Cilium IPSec with kubeProxy 模式
Cilium IPSec with kubeProxy 模式
一、环境信息
主机 | IP |
---|---|
ubuntu | 172.16.94.141 |
软件 | 版本 |
---|---|
docker | 26.1.4 |
helm | v3.15.0-rc.2 |
kind | 0.18.0 |
kubernetes | 1.23.4 |
ubuntu os | Ubuntu 20.04.6 LTS |
kernel | 5.11.5 内核升级文档 |
二、安装服务
kind
配置文件信息
$ cat install.sh
#!/bin/bash
date
set -v
# 1.prep noCNI env
cat <<EOF | kind create cluster --name=cilium-ipsec-native-routing --image=kindest/node:v1.23.4 --config=-
kind: Cluster
apiVersion: kind.x-k8s.io/v1alpha4
networking:
# kind 默认使用 rancher cni,cni 我们需要自己创建
disableDefaultCNI: true
#kubeProxyMode: "none" # Enable KubeProxy
nodes:
- role: control-plane
- role: worker
- role: worker
containerdConfigPatches:
- |-
[plugins."io.containerd.grpc.v1.cri".registry.mirrors."harbor.evescn.com"]

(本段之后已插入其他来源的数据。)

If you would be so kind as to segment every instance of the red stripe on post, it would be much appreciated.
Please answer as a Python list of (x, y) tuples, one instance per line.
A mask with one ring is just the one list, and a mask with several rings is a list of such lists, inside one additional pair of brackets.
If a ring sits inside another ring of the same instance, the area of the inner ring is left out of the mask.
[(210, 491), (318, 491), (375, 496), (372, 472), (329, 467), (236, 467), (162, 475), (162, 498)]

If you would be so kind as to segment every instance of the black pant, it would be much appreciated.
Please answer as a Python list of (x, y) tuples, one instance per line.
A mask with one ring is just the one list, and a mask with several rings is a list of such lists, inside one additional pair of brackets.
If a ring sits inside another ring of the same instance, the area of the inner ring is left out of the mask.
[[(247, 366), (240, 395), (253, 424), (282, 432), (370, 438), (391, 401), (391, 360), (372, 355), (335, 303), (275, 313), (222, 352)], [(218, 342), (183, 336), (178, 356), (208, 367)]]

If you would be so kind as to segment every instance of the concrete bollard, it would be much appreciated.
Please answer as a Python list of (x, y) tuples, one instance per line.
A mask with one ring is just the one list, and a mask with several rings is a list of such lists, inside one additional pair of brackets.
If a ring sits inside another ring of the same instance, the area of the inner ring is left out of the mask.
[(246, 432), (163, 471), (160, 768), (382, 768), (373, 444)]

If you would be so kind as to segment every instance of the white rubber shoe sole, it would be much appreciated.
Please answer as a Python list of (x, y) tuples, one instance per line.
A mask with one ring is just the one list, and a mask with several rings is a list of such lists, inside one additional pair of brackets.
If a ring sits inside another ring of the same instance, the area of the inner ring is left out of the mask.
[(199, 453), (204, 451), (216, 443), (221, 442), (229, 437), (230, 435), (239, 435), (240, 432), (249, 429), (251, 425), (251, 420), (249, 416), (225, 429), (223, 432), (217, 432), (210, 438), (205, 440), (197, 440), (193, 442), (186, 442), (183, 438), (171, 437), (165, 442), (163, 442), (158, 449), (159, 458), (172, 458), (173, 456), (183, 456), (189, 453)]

endpoint = ["https://harbor.evescn.com"]
EOF
# 2.remove taints
controller_node_ip=`kubectl get node -o wide --no-headers | grep -E "control-plane|bpf1" | awk -F " " '{print $6}'`
# kubectl taint nodes $(kubectl get nodes -o name | grep control-plane) node-role.kubernetes.io/master:NoSchedule-
kubectl get nodes -o wide
# 3.install cni
helm repo add cilium https://helm.cilium.io > /dev/null 2>&1
helm repo update > /dev/null 2>&1
# 创建 IPSec key 信息
kubectl create -n kube-system secret generic cilium-ipsec-keys \
--from-literal=keys="3 rfc4106(gcm(aes)) $(echo $(dd if=/dev/urandom count=20 bs=1 2> /dev/null | xxd -p -c 64)) 128"
# IPSec Options(--set tunnel=disabled --set autoDirectNodeRoutes=true --set ipv4NativeRoutingCIDR="10.0.0.0/8" --set encryption.enabled=true --set encryption.type=ipsec)
helm install cilium cilium/cilium \
--set k8sServiceHost=$controller_node_ip \
--set k8sServicePort=6443 \
--version 1.13.0-rc5 \
--namespace kube-system \
--set debug.enabled=true \
--set debug.verbose=datapath \
--set monitorAggregation=none \
--set ipam.mode=cluster-pool \
--set cluster.name=cilium-ipsec-native-routing \
--set tunnel=disabled \
--set autoDirectNodeRoutes=true \
--set ipv4NativeRoutingCIDR="10.0.0.0/8" \
--set encryption.enabled=true \
--set encryption.type=ipsec
# 4.install necessary tools
for i in $(docker ps -a --format "table {{.Names}}" | grep cilium)
do
echo $i
docker cp /usr/bin/ping $i:/usr/bin/ping
docker exec -it $i bash -c "sed -i -e 's/jp.archive.ubuntu.com\|archive.ubuntu.com\|security.ubuntu.com/old-releases.ubuntu.com/g' /etc/apt/sources.list"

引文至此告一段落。